Il s'en déduit a contrario qu'aucune commission d'intervention n'est due si l'emprunteur veille à maintenir son découvert en-deçà du plafond contractuel. Seule l'opération de crédit est alors facturée par la banque. Le calcul du TEG s'apprécie uniquement par référence à cette hypothèse.
Le dépassement éventuel du plafond constitue le fait générateur de la commission d'intervention. La banque détermine alors en qualité de teneur de compte si elle rejette l'opération ou si elle l'autorise. Le cas échéant, elle facture alors le crédit octroyé en sa qualité, distincte, de prêteur.
Les calculs de M. [T], qui intègrent le montant des commissions d'intervention, ne démontrent pas l'inexactitude du TEG.
Le jugement entrepris est infirmé en toutes ses dispositions soumises à la cour.
Sur la dénonciation de la convention de compte courant :
La SARL Gusta Blue Azur estime que la banque a méconnu le principe de bonne foi dans l'exécution des conventions et profité d'une situation de domination économique, non seulement en multipliant des commissions d'intervention sans réel objet, mais encore en dénonçant la convention par courrier recommandé avec avis de réception le 15 juillet 2019.
La Société Générale objecte exactement que le banquier a la liberté de rompre une convention de compte à durée indéterminée, et qu'il n'est pas tenu de motiver sa décision, sauf à respecter un préavis légal de deux mois (article L.312-1-1 du code monétaire et financier) qui en l'espèce a bien été notifié (pièce 11 de l'intimé).
La SARL Gusta Blue Azur est déboutée de sa demande d'indemnisation.
Sur les demandes annexes :
L'équité ne justifie pas l'application des dispositions de l'article 700 du code de procédure civile.

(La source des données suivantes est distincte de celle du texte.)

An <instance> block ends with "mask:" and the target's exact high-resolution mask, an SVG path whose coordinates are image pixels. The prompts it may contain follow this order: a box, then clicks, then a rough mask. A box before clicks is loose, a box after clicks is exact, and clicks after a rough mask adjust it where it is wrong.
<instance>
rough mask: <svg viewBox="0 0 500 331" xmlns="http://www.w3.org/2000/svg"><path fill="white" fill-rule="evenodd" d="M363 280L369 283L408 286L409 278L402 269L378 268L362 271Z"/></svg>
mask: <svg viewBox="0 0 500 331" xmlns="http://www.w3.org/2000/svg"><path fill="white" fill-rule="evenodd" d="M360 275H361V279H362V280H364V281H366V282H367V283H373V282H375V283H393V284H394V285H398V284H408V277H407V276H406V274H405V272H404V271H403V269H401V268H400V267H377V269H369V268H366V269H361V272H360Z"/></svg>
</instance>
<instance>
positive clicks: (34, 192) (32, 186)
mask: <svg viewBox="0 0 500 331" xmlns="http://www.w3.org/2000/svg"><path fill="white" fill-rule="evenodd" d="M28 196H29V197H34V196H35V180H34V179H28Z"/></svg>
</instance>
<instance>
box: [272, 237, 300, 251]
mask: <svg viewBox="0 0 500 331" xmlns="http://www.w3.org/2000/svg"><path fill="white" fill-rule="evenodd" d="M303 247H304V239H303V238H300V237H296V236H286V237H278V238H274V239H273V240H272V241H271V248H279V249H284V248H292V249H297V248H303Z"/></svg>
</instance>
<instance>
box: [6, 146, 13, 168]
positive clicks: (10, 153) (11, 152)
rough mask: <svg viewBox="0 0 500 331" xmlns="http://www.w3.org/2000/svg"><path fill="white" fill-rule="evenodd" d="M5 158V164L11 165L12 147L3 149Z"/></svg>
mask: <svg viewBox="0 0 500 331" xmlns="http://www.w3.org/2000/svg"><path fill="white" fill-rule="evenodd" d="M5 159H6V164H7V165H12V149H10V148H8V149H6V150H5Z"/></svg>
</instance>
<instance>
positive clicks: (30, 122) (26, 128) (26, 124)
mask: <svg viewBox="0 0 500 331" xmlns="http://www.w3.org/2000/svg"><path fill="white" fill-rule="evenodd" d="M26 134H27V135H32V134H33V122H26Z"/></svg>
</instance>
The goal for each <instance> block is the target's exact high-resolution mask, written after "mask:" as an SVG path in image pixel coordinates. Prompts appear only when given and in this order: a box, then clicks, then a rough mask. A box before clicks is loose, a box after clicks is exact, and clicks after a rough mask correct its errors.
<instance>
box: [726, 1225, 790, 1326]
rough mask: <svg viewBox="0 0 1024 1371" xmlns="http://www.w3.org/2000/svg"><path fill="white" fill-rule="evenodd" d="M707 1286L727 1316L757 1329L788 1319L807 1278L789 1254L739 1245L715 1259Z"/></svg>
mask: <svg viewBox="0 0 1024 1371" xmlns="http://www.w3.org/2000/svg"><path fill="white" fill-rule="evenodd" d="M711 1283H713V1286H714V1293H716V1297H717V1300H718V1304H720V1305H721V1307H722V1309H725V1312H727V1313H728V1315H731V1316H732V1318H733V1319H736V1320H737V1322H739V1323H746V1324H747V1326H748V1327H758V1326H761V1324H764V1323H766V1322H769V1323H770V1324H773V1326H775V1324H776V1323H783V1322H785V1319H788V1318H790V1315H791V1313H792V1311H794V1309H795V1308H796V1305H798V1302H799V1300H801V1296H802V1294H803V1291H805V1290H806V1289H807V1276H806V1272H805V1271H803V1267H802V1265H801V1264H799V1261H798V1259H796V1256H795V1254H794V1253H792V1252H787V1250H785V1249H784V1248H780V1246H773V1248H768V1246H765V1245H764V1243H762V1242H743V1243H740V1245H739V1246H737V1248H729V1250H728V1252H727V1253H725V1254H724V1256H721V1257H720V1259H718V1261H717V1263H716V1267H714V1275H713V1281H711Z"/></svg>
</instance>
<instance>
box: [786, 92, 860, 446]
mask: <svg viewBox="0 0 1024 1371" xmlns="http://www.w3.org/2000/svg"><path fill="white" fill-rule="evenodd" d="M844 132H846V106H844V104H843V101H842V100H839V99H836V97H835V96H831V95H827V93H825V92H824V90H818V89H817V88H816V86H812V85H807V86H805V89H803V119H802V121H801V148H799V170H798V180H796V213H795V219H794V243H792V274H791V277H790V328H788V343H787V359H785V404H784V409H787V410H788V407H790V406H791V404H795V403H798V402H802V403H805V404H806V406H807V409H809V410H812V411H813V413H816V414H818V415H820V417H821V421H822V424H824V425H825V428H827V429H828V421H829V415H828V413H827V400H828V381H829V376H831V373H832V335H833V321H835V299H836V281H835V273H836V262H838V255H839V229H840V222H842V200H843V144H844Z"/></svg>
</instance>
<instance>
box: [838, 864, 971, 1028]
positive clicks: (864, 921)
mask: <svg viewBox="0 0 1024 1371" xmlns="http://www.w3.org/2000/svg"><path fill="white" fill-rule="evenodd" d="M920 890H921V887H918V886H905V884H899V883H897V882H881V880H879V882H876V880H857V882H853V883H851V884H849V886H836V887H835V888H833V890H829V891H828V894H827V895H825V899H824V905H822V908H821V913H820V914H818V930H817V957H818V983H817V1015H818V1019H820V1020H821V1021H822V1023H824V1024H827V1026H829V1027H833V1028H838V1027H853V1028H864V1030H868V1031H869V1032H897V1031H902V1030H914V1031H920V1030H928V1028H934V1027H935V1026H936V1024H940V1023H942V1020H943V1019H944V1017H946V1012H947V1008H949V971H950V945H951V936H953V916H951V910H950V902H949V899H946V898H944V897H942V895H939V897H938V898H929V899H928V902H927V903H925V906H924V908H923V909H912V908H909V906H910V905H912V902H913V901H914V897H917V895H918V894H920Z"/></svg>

Conformément à l'article 696 du code de procédure civile, la SARL Gusta Blue Azur est condamnée aux dépens de première instance et d'appel.
PAR CES MOTIFS
La Cour,
Infirme le jugement entrepris en toutes ses dispositions soumises à la cour.
Statuant à nouveau,
Déboute la SARL Gusta Blue Azur de toutes ses demandes.
Dit n'y avoir lieu à faire application des dispositions de l'article 700 du code de procédure civile.
Condamne la SARL Gusta Blue Azur aux entiers dépens de première instance et d'appel.